Dumb questions cloaked in rhetoric and euphemism: hooray for scholarship!

Similarly, a person who has brown eyes but feels he should have blue eyes may close his eyes and declare: “I don’t know! Since I feel that I should have blue eyes I must have blue eyes! They might seem brown but you should follow my lead and call them blue. I’ll wear these colored contact lenses to help bring you into my reality.”

There’s an intellectually dishonest premise — promoted by the secular culture at large — embedded in the questions presented: that sex and gender are not objective realities for an individual, but rather feelings that are dependent on individual perspective.

In other words, gender and sexual identity are fungible; they are not immutable; they can be freely changed at will. Even anatomical and reproductive facts do not assist in settling the question.

It continues: “Gender theorists argue that gender – our masculinity or femininity – is a performance rather than an innate characteristic.” As used here, “gender theory” is nothing more than a manufactured relativism intended to justify sexual aberrancy.
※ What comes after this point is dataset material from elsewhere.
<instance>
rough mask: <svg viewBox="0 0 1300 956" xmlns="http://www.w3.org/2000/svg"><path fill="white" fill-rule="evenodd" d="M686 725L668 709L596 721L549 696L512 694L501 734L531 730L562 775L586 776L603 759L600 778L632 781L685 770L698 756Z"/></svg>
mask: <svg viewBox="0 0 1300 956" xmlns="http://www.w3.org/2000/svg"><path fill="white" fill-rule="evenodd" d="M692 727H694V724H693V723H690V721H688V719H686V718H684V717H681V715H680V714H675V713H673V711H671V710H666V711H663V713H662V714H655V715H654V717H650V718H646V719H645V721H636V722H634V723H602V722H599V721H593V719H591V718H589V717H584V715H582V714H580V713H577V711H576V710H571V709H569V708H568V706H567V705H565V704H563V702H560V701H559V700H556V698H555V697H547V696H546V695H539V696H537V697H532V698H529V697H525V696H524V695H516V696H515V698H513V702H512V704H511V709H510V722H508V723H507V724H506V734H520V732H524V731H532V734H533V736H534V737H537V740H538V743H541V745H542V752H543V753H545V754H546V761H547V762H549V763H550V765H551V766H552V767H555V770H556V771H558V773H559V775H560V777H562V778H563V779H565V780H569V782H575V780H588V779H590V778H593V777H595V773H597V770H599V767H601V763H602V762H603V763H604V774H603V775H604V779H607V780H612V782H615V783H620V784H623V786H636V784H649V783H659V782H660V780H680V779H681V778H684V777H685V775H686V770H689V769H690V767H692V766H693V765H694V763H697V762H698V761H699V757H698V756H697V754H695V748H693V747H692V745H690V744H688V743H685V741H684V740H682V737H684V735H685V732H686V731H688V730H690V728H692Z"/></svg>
Compare the Catechism of the Catholic Church (para. 2333): “Everyone, man and woman, should acknowledge and accept his sexual identity. Physical, moral, and spiritual difference and complementarity are oriented toward the goods of marriage and the flourishing of family life. The harmony of the couple and of society depends in part on the way in which the complementarity, needs, and mutual support between the sexes are lived out.”

God, in His creative goodness, makes each of us a certain way, in His image and likeness. An individual is unique, unrepeated, and specially loved by God. God does not mistake.